武田薬品は19日、エームサービスと世界IBDデー(5月19日)に合わせ、医療系学生が考案した炎症性腸疾患(IBD)患者の夢の食べものである「IBDreamめし」を疾患啓発サイトで公開した。
また、両社はサイト公開に先立ち、レシピを披露するメディア向け試食会を13日に開催した。世界IBDデーは、毎年5月19日に設定されており、世界中で様々な疾患啓発のキャンペーンが行われている。
IBDは、一般的に「潰瘍性大腸炎」と「クローン病」の2つの疾患の総称で、腸管の粘膜に慢性の炎症を引き起こす。
IBD患者は、頻回の下痢や血便、腹痛、発熱、さらには全身の倦怠感、貧血などの症状が現れることがある。
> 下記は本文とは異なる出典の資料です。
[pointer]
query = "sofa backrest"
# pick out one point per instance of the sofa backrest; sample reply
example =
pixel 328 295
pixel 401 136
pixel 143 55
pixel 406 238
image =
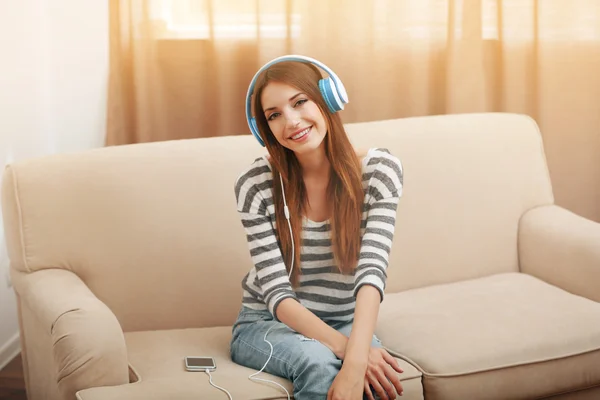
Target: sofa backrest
pixel 153 231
だが、これらは、日常生活の中で患者が有していたとしても周囲の人が気付きにくい症状だ。
武田薬品とエームサービスは、IBDの好発年齢層である10代~20代に着目し、IFMSA-Japan(国際医学生連盟 日本)、APS-Japan(日本薬学生連盟)、【N】(栄養学生団体)との共催で、学生を対象とした「IBDreamめし」を考案するワークショップを3月26日にオンラインで開催した。
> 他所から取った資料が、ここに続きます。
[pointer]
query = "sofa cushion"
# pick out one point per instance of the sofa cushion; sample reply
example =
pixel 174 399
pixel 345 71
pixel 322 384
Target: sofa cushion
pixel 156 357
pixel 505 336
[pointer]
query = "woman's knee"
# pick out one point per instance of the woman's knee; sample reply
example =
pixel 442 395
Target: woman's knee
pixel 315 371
ワークショップでは、疾患に関するレクチャーや参加者間でのディスカッションを通じて参加者にIBDを身近な問題として捉えて貰った上で、IBD患者のフードダイバーシティを実現するためのレシピを考案した。
レシピは「肉類」、「揚げ物」、「ご飯物」、「麺類」、「デザート」という各テーマが設定され、学生は材料や調理方法などはもちろん、見た目が映えるようにするにはどのような工夫が必要か、などの観点でレシピを考案した。
試食会イベントに参加した医師で、「炎症性腸疾患を患うおうちのクリニック中野」の石井洋介院長からは、「難病の社会全体の疾患認知率を上げるというのは一筋縄ではいかない。今回のような患者、未来の医療者、企業が関わるイベントは非常に貴重な機会である」、太田裕子北里大学病院栄養部管理栄養士は、「自分自身の病気の状態やその日の体調に応じた食事を摂っていただきたい。病気が落ち着いている状態を持続させるためにも、食事内容とともに生活リズムも整えてほしいと思う」とコメント。
イラストレーターで、クローン病患者のカメダ氏は、「いずれのレシピも本当に美味しく、驚いた。私は可能な限り脂質がどの程度含まれているか確認しながら自分の食事を決めている。今回のようなレシピを提供いただけるのはとてもいい機会である」と語っている。
レシピは、特設WEBサイト内で確認、ダウンロードできる。なお、同レシピは、実臨床でIBD患者により近い場所で接している管理栄養士の観点から、太田裕子氏が監修している。
また、武田薬品は、世界IBDデーにおける社内イベントとして、IBD患者に貢献するために何ができるのかを考える機会とし、今後の活動の決意表明をとして写真に納め、その写真でモザイクアートを作成した。 今後も同社は、IBD 疾患への理解が社会で進むよう、社会を構成するさまざまなステークホルダーと共に、IBD 患者にとって最適な社会づくりを目指していく。